The clergy weren’t immune to the attractions of smuggling. One story concerns the Vicar of Preston Church. At the time the parishes of Preston and Hove were linked, a service being conducted in each parish on alternate Sundays. One Sunday the Preston Vicar noticed that the church bell was not being rung when he turned up to fulfill his duty. Enquiring why this was so, he was told that he had got his Sundays mixed up. Though doubtless nonplussed, the Vicar nevertheless pressed the Sexton further and learnt that smugglers, fearing arrest, had needed an overnight haven to stash their haul of illicit spirits and tea. In return for securing the sanctuary of the church, the smugglers promised a handsome donation.
Another audacious incident took place in broad daylight on 19th July 1821 when Brighton’s Level was packed with people out celebrating the coronation of George IV. Even the excise men were among the spectators. Taking advantage of the diversion, a band of smugglers gathered in the stable yard of the Old Ship Hotel on the seafront. When satisfied that the coast was clear, the men retrieved from a hiding-place on the beach a consignment of “duty free” Dutch gin. The kegs were slung on to the backs of waiting horses and swiftly spirited out of town.
Smuggling could be a rewarding activity but one not without risk. An inscription on a tombstone in the churchyard of All Saints, Patcham, recounts a desperate encounter between smuggler Daniel Skales and a customs man who shot him after he refused to surrender his booty on the night of 17th November, 1796:
Alas! Swift flew the fatal lead,
Which pierced through the young man’s head.
He instant fell, resigned his breath,
And closed his languid eyes in death.
Two years earlier, “riding officers” interrupted smugglers landing tubs of gin. The confiscated cargo was intended for the customs house at Shoreham. A pair of officers couldn’t resist temptation and opened a tub in celebration of one’s wedding due to take place next day. In the morning the two were discovered insensible on the beach. The hapless bridegroom had drunk so much that he actually died; some stag night that was!
Alfriston is indelibly linked to smuggling lore. It’s a village perfectly positioned in a valley just a few miles from secluded Cuckmere Haven where ships could offload contraband in secret. Writing in 1904, Sussex chronicler E.V. Lucas noted: “For Alfriston men smuggling was simply their destiny. Farmers, shepherds, ostlers and what you will, these Alfriston men might be respectable by day but when the ‘darks’ came round they were smugglers every one.”

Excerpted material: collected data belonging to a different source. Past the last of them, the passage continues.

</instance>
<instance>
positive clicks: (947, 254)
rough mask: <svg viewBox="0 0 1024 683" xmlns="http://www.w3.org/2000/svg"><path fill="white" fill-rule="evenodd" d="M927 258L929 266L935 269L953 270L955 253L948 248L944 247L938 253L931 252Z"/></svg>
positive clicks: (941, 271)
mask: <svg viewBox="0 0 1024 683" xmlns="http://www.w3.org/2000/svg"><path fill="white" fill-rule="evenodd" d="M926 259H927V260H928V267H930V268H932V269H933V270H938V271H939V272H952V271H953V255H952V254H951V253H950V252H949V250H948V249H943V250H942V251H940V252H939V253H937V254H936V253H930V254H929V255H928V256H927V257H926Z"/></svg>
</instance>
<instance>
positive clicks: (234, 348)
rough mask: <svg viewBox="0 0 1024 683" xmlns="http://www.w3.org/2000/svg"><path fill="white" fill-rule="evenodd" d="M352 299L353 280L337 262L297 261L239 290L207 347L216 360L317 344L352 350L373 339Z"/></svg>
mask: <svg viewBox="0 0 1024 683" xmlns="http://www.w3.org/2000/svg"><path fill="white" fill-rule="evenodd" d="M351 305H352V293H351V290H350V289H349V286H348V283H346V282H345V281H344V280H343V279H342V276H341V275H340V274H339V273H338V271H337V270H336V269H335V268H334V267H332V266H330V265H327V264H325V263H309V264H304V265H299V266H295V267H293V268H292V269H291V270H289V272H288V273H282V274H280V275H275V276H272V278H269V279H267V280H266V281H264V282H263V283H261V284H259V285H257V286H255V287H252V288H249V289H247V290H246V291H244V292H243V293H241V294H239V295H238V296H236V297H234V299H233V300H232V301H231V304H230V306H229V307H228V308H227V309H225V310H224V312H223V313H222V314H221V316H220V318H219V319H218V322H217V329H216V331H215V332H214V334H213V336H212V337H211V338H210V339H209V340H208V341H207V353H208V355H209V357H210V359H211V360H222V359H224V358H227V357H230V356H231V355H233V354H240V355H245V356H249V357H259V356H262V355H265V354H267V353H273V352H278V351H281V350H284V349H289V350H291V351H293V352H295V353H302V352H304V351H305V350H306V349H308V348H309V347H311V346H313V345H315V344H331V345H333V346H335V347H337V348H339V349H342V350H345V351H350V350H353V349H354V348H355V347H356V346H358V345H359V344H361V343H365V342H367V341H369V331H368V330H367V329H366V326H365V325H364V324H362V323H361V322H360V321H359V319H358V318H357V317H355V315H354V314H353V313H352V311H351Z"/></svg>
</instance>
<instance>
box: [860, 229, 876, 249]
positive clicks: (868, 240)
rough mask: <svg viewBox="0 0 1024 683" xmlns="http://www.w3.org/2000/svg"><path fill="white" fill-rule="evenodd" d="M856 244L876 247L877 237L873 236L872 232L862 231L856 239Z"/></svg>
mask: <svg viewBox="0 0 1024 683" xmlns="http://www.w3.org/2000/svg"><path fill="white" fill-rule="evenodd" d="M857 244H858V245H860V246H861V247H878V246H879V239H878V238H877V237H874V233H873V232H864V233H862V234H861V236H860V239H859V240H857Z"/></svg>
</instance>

The notorious Alfriston Gang had dispersed by the 1830s after three brothers were convicted and transported to Australia. Then gang leader Stanton Collins (who lived at Alfriston’s Market Cross House) was imprisoned for rustling sheep. The last known gang member, Bob Hall, died in 1895, aged 94.
Farther along on his 1904 travels, E.V. Lucas met a Burwash lady who recalled how, as a child, after saying her prayers, she was sometimes put to bed early with a strict warning: “Now, mind, if the gentlemen come along, don’t you look out of the window.”
Rudyard Kipling was a famous resident of Burwash and he would most certainly have met Lucas. Indeed I am sure Kipling took inspiration from Lucas and the Burwash lady’s memory for his own Sussex history book, “Puck of Pook’s Hill” published two years later in 1906. It contains Kipling’s famous poem, “A Smugglers’ Song” that features this evocative opening verse:
If you wake at midnight, and hear a horse's feet,
Don't go drawing back the blind, or looking in the street,
Them that asks no questions isn't told a lie.
Watch the wall, my darling, while the Gentlemen go by!